In another study, Wakamatsu et al.(19) obtained 51% sensitivity for US as well as 43% and 56% for MRI and scintigraphy, respectively. On the basis of these reports, we can say that the sensitivity of scintigraphy is significantly higher than that of other imaging techniques.
Different results were obtained by Lemmi et al.(20) The sensitivity of US and CT in a group of 119 patients was 72% and 80%, respectively. Having combined the results of CT and ultrasound, the authors obtained a sensitivity of 87%.
On the other hand, Geatti et al.(8), in 43 patients, compared the scintigraphic 99mTc-MIBI two-phase and subtraction 201 Tl / 99mTc examination with US and CT. The highest obtained sensitivity was 95% for 99mTc-MIBI scintigraphy. The authors stressed better image quality, lower 99mTc-MIBI cost than thallium and its easier availability. They pointed out that thanks to these factors 99mTc-MIBI is a radiopharmaceutical of choice in the diagnosis of hyperparathyroidism.
In our material, the results of scintigraphy were comparable to those obtained by Yao et al.(18) and the results of ultrasound were similar to the results of Wakamatsu et al.(19). The most important fact was that, as in the literature, SC had higher sensitivity than US.
Having compared the results of ultrasound and scintigraphy in our own material, we obtained the highest sensitivity in the group of patients who had a positive result of at least one test; the sensitivity was 76% and specificity of 50%.

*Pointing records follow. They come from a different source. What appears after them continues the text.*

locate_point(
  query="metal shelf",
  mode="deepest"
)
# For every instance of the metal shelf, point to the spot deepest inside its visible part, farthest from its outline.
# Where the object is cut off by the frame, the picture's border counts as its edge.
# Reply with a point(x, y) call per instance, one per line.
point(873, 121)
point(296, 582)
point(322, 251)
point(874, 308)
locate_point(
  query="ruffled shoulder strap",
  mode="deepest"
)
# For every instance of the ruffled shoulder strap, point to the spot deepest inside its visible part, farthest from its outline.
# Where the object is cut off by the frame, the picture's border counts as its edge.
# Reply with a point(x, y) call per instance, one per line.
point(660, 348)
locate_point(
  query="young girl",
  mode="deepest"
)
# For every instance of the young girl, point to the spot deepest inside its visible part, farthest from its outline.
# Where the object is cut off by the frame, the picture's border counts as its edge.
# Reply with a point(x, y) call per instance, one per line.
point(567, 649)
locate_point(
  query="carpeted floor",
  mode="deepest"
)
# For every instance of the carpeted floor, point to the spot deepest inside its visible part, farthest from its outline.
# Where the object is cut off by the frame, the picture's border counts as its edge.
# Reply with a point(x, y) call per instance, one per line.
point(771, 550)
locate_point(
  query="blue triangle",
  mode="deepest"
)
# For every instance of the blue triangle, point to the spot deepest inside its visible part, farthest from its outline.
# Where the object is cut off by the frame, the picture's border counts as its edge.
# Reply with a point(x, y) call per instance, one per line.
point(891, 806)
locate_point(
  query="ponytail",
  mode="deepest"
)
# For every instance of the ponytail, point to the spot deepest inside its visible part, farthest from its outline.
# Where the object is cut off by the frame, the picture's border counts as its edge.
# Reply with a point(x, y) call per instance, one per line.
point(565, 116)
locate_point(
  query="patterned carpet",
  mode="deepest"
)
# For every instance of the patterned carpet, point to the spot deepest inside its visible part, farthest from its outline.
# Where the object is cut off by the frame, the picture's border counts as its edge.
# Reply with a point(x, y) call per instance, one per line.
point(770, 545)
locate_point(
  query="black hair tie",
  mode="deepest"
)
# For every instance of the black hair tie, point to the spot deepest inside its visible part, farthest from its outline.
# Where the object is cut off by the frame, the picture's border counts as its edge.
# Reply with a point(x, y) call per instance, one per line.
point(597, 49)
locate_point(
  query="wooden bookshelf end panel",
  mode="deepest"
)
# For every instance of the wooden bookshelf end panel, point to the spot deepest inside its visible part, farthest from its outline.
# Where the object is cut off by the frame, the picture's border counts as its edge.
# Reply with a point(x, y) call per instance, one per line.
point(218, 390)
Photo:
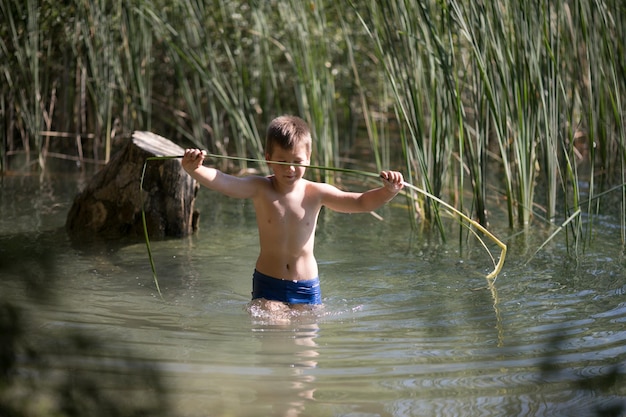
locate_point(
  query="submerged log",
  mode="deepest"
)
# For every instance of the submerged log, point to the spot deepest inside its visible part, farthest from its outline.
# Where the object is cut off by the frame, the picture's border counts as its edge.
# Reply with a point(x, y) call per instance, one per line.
point(110, 205)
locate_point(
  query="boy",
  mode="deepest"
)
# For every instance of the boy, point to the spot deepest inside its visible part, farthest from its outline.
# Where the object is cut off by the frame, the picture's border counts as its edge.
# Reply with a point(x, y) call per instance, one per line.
point(287, 207)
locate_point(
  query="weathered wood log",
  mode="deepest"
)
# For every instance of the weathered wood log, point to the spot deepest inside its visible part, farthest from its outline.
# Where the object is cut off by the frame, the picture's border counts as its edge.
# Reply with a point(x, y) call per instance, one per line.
point(110, 205)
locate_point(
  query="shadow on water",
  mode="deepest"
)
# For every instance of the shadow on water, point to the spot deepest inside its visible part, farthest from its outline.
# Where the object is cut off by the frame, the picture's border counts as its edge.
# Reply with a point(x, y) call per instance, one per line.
point(48, 371)
point(414, 333)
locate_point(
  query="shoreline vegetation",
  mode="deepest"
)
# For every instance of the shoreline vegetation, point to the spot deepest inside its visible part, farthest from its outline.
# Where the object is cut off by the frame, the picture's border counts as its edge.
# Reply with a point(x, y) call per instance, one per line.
point(491, 105)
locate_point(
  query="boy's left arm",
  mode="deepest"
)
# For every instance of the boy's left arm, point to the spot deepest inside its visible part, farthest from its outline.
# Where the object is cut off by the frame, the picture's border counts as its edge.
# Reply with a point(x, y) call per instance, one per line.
point(347, 202)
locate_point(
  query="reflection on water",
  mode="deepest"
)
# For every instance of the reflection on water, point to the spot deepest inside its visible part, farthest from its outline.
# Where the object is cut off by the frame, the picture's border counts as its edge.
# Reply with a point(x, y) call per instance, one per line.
point(407, 328)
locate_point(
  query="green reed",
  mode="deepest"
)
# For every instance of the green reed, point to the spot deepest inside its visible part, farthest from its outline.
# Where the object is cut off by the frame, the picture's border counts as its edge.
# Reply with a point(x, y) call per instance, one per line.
point(502, 107)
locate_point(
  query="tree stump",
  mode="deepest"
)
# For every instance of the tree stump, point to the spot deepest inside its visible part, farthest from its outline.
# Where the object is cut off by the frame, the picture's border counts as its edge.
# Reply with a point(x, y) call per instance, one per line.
point(110, 206)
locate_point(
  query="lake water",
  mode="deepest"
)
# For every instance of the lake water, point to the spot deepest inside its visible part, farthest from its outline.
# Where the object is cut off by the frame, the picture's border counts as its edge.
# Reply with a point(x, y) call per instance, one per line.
point(410, 326)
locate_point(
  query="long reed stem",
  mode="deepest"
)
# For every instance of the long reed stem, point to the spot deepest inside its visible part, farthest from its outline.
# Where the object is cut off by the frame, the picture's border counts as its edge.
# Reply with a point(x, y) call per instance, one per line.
point(491, 275)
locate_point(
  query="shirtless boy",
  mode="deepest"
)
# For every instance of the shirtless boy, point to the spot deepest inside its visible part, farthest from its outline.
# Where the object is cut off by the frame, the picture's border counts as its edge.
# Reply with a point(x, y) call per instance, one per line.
point(287, 207)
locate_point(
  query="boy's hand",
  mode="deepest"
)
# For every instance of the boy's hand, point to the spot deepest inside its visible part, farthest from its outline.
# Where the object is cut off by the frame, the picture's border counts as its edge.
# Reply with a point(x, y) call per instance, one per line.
point(192, 159)
point(393, 180)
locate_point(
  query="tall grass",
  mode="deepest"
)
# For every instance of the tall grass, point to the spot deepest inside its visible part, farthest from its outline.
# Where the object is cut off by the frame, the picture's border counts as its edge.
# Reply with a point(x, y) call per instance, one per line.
point(502, 107)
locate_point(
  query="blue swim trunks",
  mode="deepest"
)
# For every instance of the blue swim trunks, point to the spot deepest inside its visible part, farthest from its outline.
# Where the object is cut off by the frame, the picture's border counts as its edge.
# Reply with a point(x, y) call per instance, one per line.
point(298, 292)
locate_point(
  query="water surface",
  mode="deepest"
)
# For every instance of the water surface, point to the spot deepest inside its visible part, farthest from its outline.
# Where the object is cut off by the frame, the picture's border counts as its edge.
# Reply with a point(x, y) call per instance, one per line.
point(410, 326)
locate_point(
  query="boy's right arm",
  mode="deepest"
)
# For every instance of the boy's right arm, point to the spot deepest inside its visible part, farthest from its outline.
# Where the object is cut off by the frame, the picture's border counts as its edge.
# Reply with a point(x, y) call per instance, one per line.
point(237, 187)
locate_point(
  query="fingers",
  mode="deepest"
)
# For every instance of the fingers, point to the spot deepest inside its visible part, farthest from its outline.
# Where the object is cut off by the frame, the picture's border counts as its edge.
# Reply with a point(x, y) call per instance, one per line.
point(193, 159)
point(393, 177)
point(194, 153)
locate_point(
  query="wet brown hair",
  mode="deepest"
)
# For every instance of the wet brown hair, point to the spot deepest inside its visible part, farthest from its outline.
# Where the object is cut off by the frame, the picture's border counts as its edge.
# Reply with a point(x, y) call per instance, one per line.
point(287, 132)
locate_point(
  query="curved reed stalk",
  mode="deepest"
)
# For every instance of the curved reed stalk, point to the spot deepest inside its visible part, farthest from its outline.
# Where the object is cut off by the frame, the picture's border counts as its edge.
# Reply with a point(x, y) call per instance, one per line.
point(492, 275)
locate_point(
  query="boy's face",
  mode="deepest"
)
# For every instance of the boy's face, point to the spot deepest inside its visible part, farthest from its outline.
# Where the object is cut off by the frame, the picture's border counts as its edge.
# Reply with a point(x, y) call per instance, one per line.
point(288, 174)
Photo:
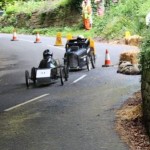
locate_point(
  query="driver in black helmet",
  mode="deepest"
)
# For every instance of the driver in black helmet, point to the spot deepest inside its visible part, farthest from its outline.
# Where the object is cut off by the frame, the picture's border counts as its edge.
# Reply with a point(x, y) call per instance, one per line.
point(47, 61)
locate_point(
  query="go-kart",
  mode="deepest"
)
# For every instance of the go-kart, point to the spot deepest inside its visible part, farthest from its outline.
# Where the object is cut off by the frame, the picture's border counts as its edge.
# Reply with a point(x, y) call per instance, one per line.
point(79, 54)
point(48, 71)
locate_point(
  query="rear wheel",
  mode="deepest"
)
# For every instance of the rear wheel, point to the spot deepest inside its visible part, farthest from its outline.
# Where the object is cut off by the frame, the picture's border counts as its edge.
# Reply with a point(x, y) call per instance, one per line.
point(27, 80)
point(61, 77)
point(88, 63)
point(33, 75)
point(93, 60)
point(66, 72)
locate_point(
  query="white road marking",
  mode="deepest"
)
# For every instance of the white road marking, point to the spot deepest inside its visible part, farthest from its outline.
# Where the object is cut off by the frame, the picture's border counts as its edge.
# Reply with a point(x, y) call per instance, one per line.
point(62, 48)
point(29, 101)
point(83, 76)
point(26, 40)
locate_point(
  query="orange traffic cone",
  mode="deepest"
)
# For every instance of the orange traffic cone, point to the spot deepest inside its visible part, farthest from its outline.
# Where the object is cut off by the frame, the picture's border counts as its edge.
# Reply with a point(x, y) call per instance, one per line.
point(14, 38)
point(107, 60)
point(37, 40)
point(58, 40)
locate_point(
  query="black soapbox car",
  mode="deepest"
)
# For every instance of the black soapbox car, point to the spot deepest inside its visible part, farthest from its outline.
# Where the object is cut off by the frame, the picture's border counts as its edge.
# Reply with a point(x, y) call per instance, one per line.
point(48, 71)
point(79, 54)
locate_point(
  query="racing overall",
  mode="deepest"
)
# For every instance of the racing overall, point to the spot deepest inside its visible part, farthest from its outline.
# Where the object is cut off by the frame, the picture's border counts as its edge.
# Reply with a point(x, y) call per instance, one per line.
point(87, 10)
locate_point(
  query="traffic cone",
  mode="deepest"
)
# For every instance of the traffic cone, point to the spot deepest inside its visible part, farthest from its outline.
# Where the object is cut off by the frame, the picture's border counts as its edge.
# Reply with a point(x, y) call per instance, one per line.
point(58, 40)
point(14, 38)
point(107, 60)
point(92, 45)
point(37, 40)
point(69, 37)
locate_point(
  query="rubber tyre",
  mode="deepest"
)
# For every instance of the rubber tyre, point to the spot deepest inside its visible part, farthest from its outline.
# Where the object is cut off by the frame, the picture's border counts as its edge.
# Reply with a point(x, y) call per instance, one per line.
point(88, 63)
point(93, 61)
point(27, 80)
point(61, 77)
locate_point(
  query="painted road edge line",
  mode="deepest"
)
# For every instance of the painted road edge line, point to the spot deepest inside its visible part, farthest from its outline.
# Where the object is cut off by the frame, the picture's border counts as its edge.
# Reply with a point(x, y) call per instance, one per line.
point(62, 48)
point(83, 76)
point(29, 101)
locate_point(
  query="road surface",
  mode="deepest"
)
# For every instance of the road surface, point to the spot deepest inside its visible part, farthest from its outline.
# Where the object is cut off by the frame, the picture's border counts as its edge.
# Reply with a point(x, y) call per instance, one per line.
point(77, 116)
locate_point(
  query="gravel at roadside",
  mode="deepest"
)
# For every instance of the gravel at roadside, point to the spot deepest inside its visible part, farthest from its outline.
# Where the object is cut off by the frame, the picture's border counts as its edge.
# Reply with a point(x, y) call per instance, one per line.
point(130, 126)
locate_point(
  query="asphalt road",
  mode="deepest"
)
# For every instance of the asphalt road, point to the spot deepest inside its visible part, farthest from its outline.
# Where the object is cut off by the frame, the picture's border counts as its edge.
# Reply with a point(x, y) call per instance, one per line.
point(77, 116)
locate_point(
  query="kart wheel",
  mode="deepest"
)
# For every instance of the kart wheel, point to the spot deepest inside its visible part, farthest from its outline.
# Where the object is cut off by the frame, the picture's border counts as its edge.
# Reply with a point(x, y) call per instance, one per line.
point(27, 80)
point(33, 75)
point(88, 63)
point(66, 72)
point(93, 61)
point(61, 77)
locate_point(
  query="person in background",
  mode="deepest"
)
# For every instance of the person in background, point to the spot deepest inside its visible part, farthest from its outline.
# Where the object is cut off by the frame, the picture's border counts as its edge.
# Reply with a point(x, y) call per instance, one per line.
point(87, 14)
point(100, 7)
point(148, 20)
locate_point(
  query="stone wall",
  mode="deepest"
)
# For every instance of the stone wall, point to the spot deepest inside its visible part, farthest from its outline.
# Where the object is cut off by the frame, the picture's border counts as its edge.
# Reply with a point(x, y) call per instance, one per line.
point(59, 17)
point(145, 90)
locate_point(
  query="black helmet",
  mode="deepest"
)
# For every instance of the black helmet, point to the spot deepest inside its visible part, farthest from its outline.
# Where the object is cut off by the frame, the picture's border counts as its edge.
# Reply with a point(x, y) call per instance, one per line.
point(80, 37)
point(47, 53)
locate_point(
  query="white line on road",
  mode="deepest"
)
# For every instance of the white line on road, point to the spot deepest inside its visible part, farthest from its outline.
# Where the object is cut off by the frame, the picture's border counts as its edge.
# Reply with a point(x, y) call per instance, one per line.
point(62, 48)
point(83, 76)
point(29, 101)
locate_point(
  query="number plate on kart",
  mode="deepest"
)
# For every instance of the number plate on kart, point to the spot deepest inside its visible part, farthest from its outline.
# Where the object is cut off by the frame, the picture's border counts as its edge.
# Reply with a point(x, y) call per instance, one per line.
point(43, 73)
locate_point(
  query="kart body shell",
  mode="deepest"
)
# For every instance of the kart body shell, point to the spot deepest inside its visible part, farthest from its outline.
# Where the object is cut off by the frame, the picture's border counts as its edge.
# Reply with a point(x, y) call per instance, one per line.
point(79, 54)
point(49, 70)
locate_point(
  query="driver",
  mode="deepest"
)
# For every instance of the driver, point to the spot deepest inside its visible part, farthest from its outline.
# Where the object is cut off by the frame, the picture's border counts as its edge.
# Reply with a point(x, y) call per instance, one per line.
point(47, 61)
point(80, 38)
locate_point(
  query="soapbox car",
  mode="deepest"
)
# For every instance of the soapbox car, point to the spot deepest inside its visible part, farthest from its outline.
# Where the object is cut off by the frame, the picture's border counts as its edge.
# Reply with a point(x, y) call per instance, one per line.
point(79, 54)
point(49, 70)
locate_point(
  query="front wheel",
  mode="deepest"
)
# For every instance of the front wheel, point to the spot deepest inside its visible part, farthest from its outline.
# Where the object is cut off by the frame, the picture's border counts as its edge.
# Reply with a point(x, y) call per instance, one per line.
point(27, 80)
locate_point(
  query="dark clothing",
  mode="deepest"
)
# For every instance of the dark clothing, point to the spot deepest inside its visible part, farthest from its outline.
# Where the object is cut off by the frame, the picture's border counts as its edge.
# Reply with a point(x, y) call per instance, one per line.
point(47, 63)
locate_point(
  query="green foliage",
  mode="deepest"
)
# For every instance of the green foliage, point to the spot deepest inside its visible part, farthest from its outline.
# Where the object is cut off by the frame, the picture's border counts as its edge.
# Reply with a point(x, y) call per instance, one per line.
point(145, 53)
point(7, 29)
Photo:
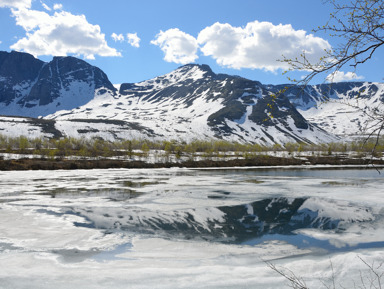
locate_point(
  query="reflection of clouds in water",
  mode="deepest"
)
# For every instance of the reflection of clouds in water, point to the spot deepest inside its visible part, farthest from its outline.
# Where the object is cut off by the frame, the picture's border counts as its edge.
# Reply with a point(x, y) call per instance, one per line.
point(38, 233)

When analyzing the published data, it can be stated that ultrasound diagnosis of parathyroid glands encounters two main limitations: firstly, abnormal parathyroid glands are not visualized in many cases; secondly, normal anatomical structures or thyroid nodules are misinterpreted as enlarged parathyroids. The problem of misinterpretation of the nature of visualized structures largely depends on the experience of the reading physician. In the case of an abnormal ultrasound image or unusual location, ultrasound-guided biopsy or the use of Doppler technique enable correct diagnosis(20, 21).
In the analyzed material, the specificity of ultrasound was greater than that of scintigraphy. Lower specificity of scintigraphy was mostly affected by false positive results due to thyroid gland abnormalities in more than 60% of patients. Ultrasound examination along with scintigraphy determined the nature of the visualized lesions and influenced specificity in a positive manner: in a group of patients where both studies were positive, it amounted to 95%, while the sensitivity was only 37%. The results showed that ultrasound should be performed along with scintigraphy, in order to improve specificity.
Scintigraphy showed greater sensitivity than ultrasound in establishing the location of enlarged parathyroid glands; ultrasound was characterized by a higher specificity. The combined use of scintigraphy and ultrasonography allowed to obtain 95% specificity in the diagnosis of enlarged parathyroid glands. In the light of obtained results, scintigraphy and ultrasonography are complementary and should be used together.